Par un mémoire en défense enregistré le 10 septembre 2020, l'agence de l'eau Rhône-Méditerranée-Corse, représentée par Me Léron :

1°) conclut au rejet de la requête ;

2°) et demande qu'une somme de 3 000 euros soit mise à la charge de l'ASA du canal de Ventavon - Saint-Tropez sur le fondement de l'article L. 761-1 du code de justice administrative.

Elle fait valoir que les moyens présentés par la requérante ne sont pas fondés.

Vu les autres pièces du dossier.

Vu :

- la directive 2000/60/CE du 23 octobre 2000 établissant un cadre pour une politique communautaire dans le domaine de l'eau ;

- le code de l'environnement ;

- l'ordonnance n° 2004-632 du 1er juillet 2004 relative aux associations syndicales de propriétaires ;

- le décret n° 2006-504 du 3 mai 2006 portant application de l'ordonnance n° 2004-632 du 1er juillet 2004 relative aux associations syndicales de propriétaires ;

- l'avis relatif à la délibération n° 2012-17 du 14 septembre 2012 de l'Agence de l'eau Rhône-Méditerranée et Corse sur les taux des redevances pour les années 2013 à 2018 ;

- le code de justice administrative.

Les parties ayant été régulièrement averties du jour de l'audience.

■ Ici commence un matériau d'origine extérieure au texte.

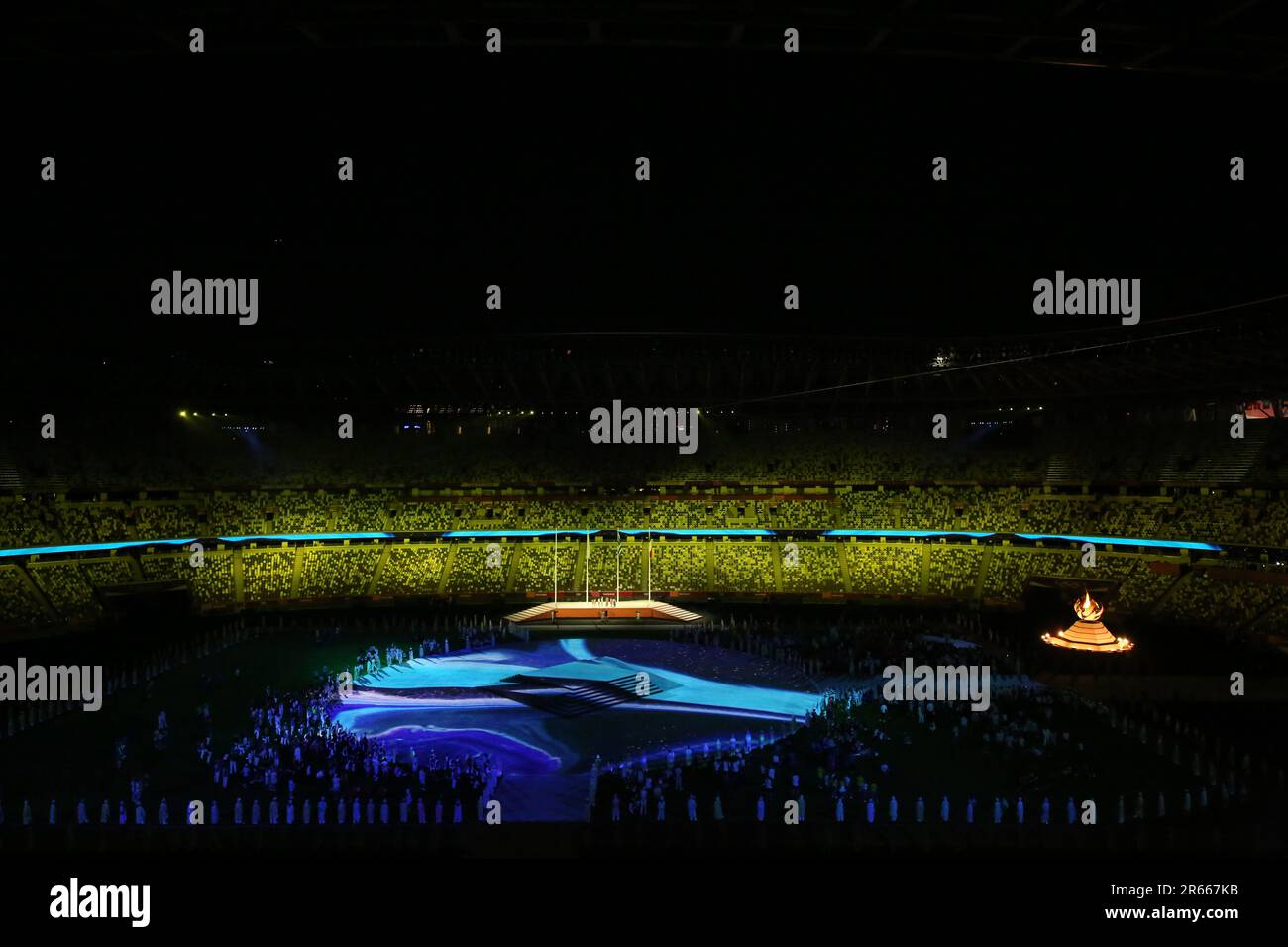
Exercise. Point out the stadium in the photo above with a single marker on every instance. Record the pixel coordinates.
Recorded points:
(443, 562)
(662, 441)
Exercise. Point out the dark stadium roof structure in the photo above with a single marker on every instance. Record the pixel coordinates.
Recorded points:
(1211, 38)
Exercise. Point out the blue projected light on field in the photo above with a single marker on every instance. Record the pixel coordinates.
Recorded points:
(93, 547)
(305, 536)
(681, 531)
(907, 532)
(1121, 541)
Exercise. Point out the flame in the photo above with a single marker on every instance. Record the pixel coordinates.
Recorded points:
(1087, 608)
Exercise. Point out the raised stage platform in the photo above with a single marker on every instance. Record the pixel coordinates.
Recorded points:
(642, 609)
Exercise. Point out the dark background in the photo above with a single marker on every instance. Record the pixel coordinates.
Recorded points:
(518, 169)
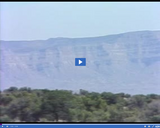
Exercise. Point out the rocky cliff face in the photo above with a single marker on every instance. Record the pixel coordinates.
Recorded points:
(128, 62)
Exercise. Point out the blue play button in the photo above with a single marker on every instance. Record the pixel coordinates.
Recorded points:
(80, 61)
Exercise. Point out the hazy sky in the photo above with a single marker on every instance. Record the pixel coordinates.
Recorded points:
(32, 21)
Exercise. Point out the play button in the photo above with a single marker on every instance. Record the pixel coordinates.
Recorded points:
(80, 61)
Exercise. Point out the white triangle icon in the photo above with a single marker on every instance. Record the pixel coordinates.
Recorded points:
(80, 61)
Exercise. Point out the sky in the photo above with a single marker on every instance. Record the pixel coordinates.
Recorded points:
(43, 20)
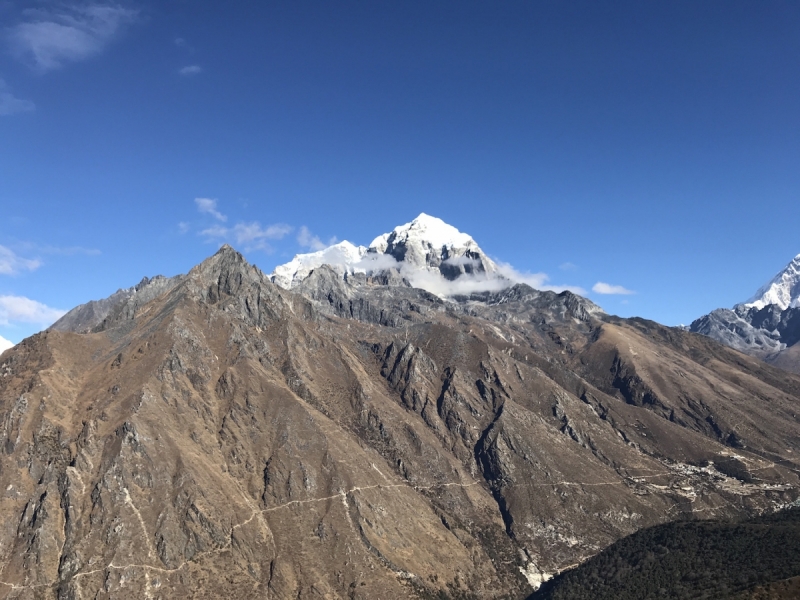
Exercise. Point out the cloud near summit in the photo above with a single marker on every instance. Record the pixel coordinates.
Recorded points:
(50, 37)
(606, 288)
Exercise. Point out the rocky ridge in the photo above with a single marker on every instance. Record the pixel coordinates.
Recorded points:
(427, 252)
(357, 437)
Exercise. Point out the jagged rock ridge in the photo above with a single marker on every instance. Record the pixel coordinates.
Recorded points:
(355, 439)
(766, 326)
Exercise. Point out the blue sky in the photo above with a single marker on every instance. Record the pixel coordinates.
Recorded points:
(649, 145)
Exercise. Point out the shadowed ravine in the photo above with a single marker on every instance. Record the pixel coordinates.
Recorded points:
(213, 435)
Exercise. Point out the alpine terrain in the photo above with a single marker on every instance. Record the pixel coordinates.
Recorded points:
(401, 420)
(767, 325)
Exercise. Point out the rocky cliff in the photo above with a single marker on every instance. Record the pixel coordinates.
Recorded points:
(360, 438)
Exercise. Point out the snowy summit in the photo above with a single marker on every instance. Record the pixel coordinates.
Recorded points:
(782, 290)
(427, 252)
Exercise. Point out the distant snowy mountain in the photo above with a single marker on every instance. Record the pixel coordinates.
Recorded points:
(767, 325)
(426, 253)
(782, 290)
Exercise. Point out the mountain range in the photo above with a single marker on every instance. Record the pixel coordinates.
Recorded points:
(398, 421)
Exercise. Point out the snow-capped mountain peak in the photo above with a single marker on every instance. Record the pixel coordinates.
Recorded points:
(342, 257)
(425, 229)
(427, 252)
(782, 290)
(5, 344)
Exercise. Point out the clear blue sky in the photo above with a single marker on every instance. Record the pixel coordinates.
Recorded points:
(649, 145)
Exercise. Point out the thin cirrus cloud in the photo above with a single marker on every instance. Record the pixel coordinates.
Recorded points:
(608, 289)
(308, 240)
(250, 236)
(49, 38)
(12, 264)
(10, 104)
(209, 207)
(19, 309)
(538, 281)
(190, 70)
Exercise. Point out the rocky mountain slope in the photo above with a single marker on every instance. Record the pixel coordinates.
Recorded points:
(767, 326)
(356, 437)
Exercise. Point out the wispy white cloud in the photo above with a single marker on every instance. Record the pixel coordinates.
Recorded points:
(250, 236)
(607, 288)
(11, 263)
(19, 309)
(537, 281)
(58, 250)
(306, 239)
(49, 38)
(10, 104)
(191, 70)
(209, 206)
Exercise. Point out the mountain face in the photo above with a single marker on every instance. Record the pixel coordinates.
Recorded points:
(767, 326)
(783, 290)
(428, 253)
(358, 437)
(726, 560)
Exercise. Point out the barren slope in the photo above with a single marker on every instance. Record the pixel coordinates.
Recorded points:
(356, 440)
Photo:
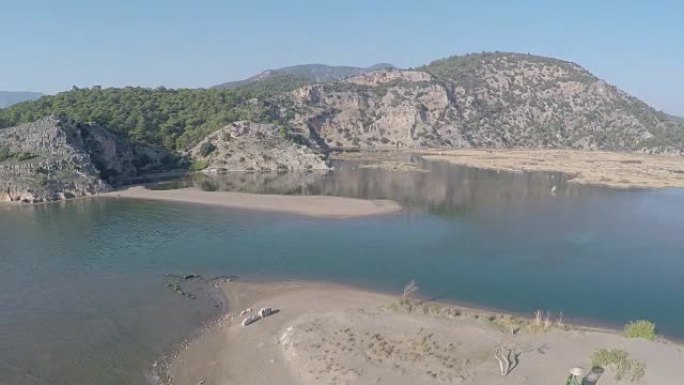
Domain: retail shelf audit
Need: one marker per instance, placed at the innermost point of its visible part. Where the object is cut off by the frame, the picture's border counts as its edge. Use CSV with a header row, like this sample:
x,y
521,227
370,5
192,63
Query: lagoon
x,y
85,296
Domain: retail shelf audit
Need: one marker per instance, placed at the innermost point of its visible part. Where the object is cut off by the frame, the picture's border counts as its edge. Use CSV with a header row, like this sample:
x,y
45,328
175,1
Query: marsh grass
x,y
620,362
640,329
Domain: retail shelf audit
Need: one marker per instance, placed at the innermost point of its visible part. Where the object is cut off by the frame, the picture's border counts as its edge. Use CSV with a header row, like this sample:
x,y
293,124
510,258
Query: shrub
x,y
207,148
198,165
619,361
640,329
4,153
25,156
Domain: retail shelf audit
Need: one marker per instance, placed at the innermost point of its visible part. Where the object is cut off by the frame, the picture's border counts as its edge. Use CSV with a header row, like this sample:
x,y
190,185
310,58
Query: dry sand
x,y
313,206
624,170
327,334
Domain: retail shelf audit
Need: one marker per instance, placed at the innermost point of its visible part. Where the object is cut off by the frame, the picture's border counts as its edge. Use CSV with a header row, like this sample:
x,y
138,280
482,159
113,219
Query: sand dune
x,y
326,334
313,206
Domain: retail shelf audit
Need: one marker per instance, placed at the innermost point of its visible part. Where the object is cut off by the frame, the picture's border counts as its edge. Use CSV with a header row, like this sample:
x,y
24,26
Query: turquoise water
x,y
84,294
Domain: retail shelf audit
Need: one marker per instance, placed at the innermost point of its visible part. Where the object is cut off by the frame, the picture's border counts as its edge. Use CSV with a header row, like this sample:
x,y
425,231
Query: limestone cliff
x,y
248,146
497,100
55,158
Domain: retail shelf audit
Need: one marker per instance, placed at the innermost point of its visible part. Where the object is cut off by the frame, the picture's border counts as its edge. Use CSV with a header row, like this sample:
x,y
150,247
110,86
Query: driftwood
x,y
410,289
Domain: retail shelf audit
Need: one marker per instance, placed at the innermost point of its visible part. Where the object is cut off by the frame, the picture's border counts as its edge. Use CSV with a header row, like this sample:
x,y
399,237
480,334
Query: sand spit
x,y
313,206
327,334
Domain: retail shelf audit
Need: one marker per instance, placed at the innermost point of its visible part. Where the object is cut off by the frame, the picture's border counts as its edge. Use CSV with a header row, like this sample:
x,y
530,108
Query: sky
x,y
52,45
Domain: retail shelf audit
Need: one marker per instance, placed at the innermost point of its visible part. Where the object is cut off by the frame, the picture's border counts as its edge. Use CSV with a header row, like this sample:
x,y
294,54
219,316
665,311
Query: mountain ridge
x,y
9,98
313,73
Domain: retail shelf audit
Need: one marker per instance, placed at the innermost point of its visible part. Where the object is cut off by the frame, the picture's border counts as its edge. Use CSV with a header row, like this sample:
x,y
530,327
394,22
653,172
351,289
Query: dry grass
x,y
624,170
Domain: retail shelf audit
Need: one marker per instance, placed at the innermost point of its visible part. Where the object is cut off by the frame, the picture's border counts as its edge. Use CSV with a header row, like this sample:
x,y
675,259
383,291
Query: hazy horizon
x,y
178,44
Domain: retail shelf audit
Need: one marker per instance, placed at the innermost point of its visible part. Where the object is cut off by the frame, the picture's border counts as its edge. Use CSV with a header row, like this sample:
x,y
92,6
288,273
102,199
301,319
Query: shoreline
x,y
311,206
621,170
301,344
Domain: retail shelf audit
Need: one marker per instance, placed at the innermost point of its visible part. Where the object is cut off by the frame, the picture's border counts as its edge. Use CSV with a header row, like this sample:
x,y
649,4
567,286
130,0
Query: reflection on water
x,y
84,295
437,187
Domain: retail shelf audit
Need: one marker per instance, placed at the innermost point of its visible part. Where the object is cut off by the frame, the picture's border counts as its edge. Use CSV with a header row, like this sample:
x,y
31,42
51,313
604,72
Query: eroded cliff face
x,y
53,159
491,100
248,146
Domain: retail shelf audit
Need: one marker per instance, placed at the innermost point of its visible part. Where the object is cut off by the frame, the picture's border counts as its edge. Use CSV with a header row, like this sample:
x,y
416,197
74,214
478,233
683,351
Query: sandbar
x,y
331,334
307,205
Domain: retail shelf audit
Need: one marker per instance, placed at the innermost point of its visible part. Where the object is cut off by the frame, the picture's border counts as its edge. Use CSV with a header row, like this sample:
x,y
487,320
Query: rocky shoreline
x,y
328,333
56,159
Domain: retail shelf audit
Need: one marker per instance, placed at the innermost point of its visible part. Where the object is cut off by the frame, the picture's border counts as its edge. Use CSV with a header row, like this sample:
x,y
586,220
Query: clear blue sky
x,y
50,45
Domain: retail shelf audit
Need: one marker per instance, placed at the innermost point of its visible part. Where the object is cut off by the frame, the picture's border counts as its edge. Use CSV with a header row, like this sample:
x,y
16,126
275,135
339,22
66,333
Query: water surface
x,y
84,294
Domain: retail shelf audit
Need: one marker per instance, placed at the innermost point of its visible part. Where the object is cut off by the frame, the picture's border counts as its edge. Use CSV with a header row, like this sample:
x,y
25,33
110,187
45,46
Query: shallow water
x,y
84,295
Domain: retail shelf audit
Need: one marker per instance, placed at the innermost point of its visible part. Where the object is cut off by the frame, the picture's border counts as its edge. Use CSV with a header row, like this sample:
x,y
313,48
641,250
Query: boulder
x,y
250,320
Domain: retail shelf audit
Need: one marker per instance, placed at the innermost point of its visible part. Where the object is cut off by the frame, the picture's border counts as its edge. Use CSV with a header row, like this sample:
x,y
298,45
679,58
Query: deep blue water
x,y
83,285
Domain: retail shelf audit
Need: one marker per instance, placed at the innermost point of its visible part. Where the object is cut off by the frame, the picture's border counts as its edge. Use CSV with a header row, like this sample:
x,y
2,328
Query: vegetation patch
x,y
620,362
198,165
640,329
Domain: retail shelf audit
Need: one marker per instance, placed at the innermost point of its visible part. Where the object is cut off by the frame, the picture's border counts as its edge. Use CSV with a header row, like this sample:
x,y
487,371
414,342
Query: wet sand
x,y
313,206
330,334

Après avoir entendu au cours de l'audience publique :

- le rapport de M. Fédi, président-assesseur,

- et les conclusions de M. Deliancourt, rapporteur public ;

Considérant ce qui suit :

1. Le 30 octobre 2017, l'agence de l'eau Rhône-Méditerranée-Corse a émis à l'encontre de l'ASA du canal de Ventavon - Saint-Tropez un titre de recettes correspondant à la redevance pour l'utilisation de la ressource en eau au titre de l'année 2016. Par un courrier du 14 février 2018, l'association syndicale autorisée a formé une réclamation préalable tendant à l'annulation de ce titre. Cette réclamation a été rejetée le 24 avril 2018. L'ASA du canal de Ventavon-Saint-Tropez relève appel du jugement rendu le 20 juin 2019 par lequel le tribunal administratif de Lyon a rejeté sa demande de décharge de l'obligation de payer la somme de 107 044 euros mise à sa charge par ce titre.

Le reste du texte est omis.